A Liberation Psychology makes a preferential option for the poor, but at the same time does not neglect the privileged who share the same social influences.
MISSION:
To address the deleterious effects of poverty on the mental-health of children and youth by serving as a pathfinding resource, through consultation and training, in envisioning Conviviality as Social Change.
Social Considerations
A consequence of the inequitable Social System, that we experience both nationally and globally, is division between the “entitled” (the “haves”) and the “disenfranchised” (the “have nots”). This experience is reinforced by culturally conditioned labels and stories.
The Growth of Poverty
According to a recent analysis of the 2005 Census, 16 million Americans are living in extreme poverty (defined as a single wage-earner earning $5000 a year or less.) This is 26% growth of the severely poor from 2000 to 2005. California has the highest number of people in extreme poverty (1.9 million). Most live in the Central Valley, where the depth of poverty is comparable to Appalachia. African Americans are 3x as likely to live in deep poverty than Whites; Hispanics are 2x as likely. The subsequent housing crisis and raise in gas prices drive that figure up even higher.
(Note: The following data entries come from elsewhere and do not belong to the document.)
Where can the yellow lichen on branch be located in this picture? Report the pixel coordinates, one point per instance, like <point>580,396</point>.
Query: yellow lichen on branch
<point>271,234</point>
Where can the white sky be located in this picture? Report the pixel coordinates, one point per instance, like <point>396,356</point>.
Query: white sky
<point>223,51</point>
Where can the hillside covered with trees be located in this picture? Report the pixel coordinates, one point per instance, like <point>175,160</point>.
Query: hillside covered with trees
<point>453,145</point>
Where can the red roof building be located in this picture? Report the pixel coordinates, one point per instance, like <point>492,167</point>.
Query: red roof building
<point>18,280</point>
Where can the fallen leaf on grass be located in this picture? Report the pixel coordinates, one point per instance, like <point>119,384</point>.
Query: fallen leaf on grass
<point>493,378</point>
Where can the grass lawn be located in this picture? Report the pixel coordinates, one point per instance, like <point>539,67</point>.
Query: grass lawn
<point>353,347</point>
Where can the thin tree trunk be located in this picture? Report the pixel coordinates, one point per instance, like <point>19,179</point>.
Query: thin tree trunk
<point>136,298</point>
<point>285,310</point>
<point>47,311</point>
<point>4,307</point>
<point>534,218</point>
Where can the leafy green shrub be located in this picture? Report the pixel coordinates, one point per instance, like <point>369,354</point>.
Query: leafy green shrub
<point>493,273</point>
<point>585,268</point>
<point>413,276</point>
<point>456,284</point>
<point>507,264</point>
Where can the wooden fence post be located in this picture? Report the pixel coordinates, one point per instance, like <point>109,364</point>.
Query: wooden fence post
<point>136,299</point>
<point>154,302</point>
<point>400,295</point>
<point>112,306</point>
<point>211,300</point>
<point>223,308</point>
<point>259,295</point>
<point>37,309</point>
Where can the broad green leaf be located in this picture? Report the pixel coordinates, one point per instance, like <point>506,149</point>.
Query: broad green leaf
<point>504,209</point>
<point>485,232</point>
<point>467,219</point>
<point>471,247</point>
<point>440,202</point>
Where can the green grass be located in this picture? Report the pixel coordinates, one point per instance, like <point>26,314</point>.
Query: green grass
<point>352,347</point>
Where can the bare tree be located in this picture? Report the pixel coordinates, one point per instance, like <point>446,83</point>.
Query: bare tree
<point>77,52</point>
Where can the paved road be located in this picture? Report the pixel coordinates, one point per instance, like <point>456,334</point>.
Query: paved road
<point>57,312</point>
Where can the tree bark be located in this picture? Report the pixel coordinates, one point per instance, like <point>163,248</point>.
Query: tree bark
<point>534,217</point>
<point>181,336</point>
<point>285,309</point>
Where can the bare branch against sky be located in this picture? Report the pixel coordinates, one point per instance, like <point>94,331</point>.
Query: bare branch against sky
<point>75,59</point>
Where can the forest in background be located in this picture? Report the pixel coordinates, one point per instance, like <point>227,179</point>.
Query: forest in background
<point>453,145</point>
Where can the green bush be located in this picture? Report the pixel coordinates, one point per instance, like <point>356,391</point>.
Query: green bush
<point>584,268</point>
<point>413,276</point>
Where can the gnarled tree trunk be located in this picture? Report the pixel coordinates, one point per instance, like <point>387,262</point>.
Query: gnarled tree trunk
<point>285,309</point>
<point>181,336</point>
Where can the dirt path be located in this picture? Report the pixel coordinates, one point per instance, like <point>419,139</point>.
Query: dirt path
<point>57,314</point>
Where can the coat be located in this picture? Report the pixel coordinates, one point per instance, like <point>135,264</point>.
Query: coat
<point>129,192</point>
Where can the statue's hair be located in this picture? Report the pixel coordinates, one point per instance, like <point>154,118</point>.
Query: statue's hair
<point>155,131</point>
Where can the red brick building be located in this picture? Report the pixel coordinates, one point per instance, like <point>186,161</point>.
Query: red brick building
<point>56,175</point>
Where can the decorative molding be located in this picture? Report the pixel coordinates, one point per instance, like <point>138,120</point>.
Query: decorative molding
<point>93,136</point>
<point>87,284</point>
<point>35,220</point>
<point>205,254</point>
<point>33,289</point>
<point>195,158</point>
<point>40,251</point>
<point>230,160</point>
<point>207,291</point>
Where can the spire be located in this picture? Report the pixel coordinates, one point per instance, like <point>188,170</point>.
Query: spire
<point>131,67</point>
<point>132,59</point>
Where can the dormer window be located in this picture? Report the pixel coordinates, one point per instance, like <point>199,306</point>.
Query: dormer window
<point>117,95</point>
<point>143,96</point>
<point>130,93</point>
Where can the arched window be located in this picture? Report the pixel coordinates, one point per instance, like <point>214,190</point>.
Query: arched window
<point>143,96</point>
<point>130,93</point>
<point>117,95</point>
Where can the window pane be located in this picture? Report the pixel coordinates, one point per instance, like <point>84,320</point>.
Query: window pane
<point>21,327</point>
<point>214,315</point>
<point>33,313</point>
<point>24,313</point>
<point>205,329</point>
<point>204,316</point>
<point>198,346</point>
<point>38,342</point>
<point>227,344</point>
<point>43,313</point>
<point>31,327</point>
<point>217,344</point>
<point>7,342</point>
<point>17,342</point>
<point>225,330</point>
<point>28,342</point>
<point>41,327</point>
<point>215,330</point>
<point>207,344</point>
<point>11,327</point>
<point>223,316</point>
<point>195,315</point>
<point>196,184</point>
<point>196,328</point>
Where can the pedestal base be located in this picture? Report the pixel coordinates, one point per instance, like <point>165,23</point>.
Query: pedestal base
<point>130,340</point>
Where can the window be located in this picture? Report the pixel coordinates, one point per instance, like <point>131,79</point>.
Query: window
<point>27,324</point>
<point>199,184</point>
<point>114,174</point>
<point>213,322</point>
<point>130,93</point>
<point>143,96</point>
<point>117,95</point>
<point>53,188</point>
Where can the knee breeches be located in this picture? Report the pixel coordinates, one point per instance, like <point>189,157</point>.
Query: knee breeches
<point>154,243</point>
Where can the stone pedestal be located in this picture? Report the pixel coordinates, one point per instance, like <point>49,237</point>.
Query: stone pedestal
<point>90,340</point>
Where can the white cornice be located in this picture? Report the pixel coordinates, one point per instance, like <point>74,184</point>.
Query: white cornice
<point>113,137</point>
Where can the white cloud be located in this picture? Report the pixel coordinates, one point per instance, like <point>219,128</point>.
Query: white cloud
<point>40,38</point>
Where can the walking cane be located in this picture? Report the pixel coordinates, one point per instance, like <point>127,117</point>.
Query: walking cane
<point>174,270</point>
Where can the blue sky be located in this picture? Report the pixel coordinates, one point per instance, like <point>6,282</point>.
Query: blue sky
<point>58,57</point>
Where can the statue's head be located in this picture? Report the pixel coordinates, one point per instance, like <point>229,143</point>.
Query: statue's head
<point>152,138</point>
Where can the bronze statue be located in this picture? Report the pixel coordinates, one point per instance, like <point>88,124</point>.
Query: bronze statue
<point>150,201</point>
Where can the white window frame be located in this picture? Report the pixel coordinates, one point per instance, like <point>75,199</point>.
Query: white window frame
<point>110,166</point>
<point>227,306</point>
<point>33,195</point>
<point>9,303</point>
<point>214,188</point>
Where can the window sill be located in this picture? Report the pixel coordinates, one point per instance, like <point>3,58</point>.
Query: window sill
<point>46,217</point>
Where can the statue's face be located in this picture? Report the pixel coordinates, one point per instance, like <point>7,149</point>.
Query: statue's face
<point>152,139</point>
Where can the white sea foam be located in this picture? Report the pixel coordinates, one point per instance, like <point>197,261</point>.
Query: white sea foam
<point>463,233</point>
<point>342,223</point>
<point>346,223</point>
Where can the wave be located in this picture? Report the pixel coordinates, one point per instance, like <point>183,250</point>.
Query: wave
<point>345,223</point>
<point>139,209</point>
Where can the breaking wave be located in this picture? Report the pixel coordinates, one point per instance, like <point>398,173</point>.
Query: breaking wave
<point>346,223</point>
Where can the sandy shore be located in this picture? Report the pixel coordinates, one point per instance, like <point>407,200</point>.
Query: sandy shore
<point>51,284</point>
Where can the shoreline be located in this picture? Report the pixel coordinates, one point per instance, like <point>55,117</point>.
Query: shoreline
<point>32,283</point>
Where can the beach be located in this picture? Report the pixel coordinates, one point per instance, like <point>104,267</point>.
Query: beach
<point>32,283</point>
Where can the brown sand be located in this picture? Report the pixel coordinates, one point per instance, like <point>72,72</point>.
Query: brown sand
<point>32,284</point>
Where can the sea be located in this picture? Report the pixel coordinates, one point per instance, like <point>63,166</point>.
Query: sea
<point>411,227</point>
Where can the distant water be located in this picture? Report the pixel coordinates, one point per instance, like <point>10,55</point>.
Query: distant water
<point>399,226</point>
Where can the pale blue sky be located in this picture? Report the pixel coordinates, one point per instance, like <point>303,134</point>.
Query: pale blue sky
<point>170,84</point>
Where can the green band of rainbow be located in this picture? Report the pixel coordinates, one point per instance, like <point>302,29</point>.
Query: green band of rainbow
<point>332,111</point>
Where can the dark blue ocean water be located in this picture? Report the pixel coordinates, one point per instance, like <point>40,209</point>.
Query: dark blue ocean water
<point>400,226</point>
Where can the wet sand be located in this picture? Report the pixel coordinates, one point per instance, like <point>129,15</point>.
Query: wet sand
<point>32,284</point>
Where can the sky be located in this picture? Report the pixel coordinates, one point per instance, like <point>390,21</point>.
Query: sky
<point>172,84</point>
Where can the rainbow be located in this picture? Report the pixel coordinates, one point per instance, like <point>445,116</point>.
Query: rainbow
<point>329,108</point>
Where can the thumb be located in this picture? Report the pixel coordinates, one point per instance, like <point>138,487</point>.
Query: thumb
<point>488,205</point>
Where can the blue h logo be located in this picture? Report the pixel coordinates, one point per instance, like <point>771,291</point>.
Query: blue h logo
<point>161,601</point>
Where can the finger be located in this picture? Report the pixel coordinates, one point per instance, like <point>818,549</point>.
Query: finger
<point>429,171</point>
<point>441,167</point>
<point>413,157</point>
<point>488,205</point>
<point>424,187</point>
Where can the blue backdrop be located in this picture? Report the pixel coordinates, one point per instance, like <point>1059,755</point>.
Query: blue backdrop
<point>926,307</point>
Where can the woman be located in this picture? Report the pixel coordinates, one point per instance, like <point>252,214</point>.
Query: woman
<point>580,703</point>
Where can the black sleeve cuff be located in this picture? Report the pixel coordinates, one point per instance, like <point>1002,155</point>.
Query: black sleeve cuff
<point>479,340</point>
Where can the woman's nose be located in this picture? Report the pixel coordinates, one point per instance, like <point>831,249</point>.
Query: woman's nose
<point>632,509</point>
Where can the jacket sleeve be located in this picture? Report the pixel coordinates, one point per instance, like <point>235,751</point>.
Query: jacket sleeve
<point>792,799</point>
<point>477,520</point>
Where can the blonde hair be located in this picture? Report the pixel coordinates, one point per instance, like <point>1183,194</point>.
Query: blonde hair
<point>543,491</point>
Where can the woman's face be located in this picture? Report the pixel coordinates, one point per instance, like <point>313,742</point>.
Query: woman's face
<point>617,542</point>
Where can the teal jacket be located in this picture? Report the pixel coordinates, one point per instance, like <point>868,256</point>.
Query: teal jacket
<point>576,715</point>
Global Poverty continues to plague a significant number of people around the world. Over 1 billion people—1 in 6 people—live in extreme poverty, defined in global terms as living on less than $1 a day.
The Corrosive Effect of Poverty on the Mental Health
Poverty bankrupts the environment and inhibits the kind of healthy social and emotional development of children that fosters resiliency. Poverty limits resources so that those with severe psychiatric illness cannot get the help they need.1 “Untreated depression can make a poor person destitute.” Poverty engenders a social environment characterized by hopelessness and disenfranchisement, leading to substance abuse and violence. This occasions a deterioration of communities, neighborhoods, and, ultimately, families. Poverty deepens the chasm between social classes, with economic divisions often following racial lines, thereby reinforcing envy, conflict, and discrimination.
Intervention People dedicated to improving the mental-health condition of children and youth must take into account the associated social issues. They are additionally called to address social change in a way that alleviates the divisions that fragment society.